Superfast muscles power high-frequency motions such as sound production and visual tracking. As a class, these muscles also generate low forces. Using the toadfish swimbladder muscle, the fastest known vertebrate muscle, we examined the crossbridge kinetic rates responsible for high contraction rates and how these might affect force generation. Swimbladder fibers have evolved a 10-fold faster crossbridge detachment rate than fast-twitch locomotory fibers, but surprisingly the crossbridge attachment rate has remained unchanged. These kinetics result in very few crossbridges being attached during contraction of superfast fibers (only approximately 1/6 of that in locomotory fibers) and thus low force. This imbalance between attachment and detachment rates is likely to be a general mechanism that imposes a tradeoff of force for speed in all superfast fibers.

Figure 1

Force generation during repetitive stimulation in intact bundles of three fiber types of toadfish.

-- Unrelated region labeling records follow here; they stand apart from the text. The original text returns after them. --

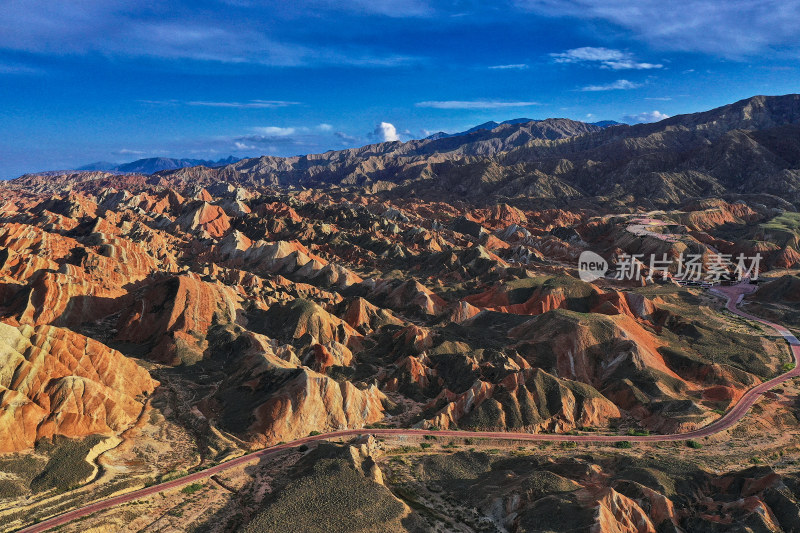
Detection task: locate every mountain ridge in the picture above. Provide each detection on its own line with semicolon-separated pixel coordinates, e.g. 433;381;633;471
10;94;800;208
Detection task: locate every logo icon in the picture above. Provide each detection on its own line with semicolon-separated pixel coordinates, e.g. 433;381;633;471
578;250;608;283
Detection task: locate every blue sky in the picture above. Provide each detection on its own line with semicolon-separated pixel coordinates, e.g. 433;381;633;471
0;0;800;178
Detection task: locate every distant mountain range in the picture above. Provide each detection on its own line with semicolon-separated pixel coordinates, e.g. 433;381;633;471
75;156;239;174
19;94;800;208
425;118;622;141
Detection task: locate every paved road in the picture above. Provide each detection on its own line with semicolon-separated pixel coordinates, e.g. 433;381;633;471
18;284;800;533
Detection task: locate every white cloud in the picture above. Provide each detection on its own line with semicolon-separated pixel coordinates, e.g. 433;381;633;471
372;122;400;142
513;0;800;58
581;80;642;91
489;63;529;70
550;46;663;70
334;131;359;144
253;126;297;137
414;100;541;109
622;111;669;124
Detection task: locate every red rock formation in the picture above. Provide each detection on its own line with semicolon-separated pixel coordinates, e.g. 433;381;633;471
0;322;158;452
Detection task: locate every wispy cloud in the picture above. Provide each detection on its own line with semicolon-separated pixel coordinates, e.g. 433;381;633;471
581;80;642;92
186;100;300;109
513;0;800;58
550;46;663;70
622;111;669;124
489;63;530;70
414;100;541;109
0;63;44;75
253;126;297;137
0;0;427;68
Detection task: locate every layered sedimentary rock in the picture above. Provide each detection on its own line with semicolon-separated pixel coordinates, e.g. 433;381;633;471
0;322;158;452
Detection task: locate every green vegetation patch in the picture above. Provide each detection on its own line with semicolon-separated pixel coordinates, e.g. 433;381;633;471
30;435;105;492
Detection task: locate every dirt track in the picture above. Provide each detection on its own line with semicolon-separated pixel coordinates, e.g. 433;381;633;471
18;284;800;533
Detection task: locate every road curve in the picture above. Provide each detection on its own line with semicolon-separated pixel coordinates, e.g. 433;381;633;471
17;284;800;533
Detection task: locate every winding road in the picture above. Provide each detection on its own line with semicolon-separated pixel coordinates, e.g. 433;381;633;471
18;284;800;533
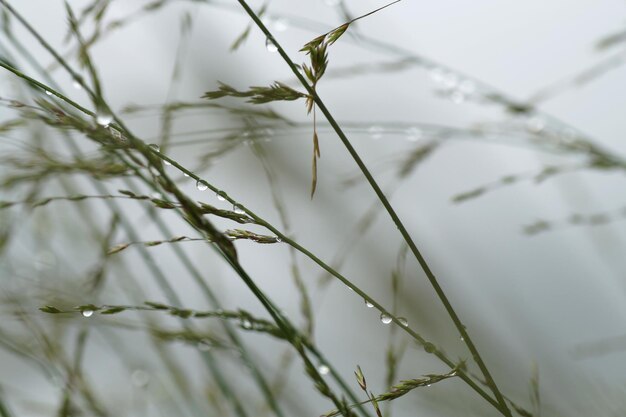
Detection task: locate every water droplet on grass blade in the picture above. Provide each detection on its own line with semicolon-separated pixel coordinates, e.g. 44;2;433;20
380;313;392;324
424;342;437;353
96;111;113;127
265;38;278;52
198;339;211;352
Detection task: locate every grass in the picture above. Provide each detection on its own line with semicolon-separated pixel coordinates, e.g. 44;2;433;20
0;0;625;417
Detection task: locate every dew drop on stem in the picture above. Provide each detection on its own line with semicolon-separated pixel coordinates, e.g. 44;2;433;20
96;110;113;127
317;364;330;375
265;38;278;52
196;181;209;191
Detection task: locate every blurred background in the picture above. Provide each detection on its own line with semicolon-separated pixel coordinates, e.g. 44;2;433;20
0;0;626;417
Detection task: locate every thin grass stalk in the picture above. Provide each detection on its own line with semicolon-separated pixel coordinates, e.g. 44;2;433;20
232;0;511;417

Both the red muscle (stimulation frequency = 20 Hz) and the white muscle fibers (stimulation frequency = 50 Hz) produced classic tetanic responses, a smooth and steady force record. By contrast, at a stimulation frequency of 60 Hz, the swimbladder (Inset) produced nearly separate twitches, and at stimulation frequencies of 125 Hz and higher, the swimbladder fibers produced a smooth force record (same trace in main figure and Inset), but force fell rapidly after a peak despite continuous stimulation [the period of stimulation at 200 Hz is depicted by dotted line beneath the time axis (Inset)]. For purposes of illustration, amplitudes of individual traces were scaled to the mean isometric force for that fiber type. Maximum forces (mean ±SE, n = 4) are 192 ± 13 kN/m², 244 ± 19 kN/m² and 24 ± 1.4 kN/m² for the red, white, and swimbladder muscle, respectively. All experiments were conducted at 15°C.

Figure 2

Active and rigor stiffness in skinned fibers of three muscle types from toadfish. Rapid length steps (complete in 200 μs) were applied by a servomotor while sarcomere length and force were monitored. Force is normalized to isometric tension in the active fiber. Note that because of the low active force in swimbladder, but normal Young’s modulus value in rigor, even a very small stretch applied to swimbladder fibers in rigor caused tension to rise to a level ≈3-fold higher than the active force. ΔSL is given in nm/half sarcomere. A sample motor trace (low noise) is shown (Bottom Left). For the red and white fibers, the force increase was slightly greater in the rigor than in the active fiber. In the case of the swimbladder, a 2-fold larger stretch was applied in the active fiber, but the force change was still just a small fraction of that in rigor. All experiments were conducted at 15°C.

Figure 3

Force records after photolysis of caged Ca²⁺ are shown for the red, white, and swimbladder fiber types. The rate constants for tension rise (k_develop) are derived from the traces as described in Methods. All experiments were conducted at 15°C.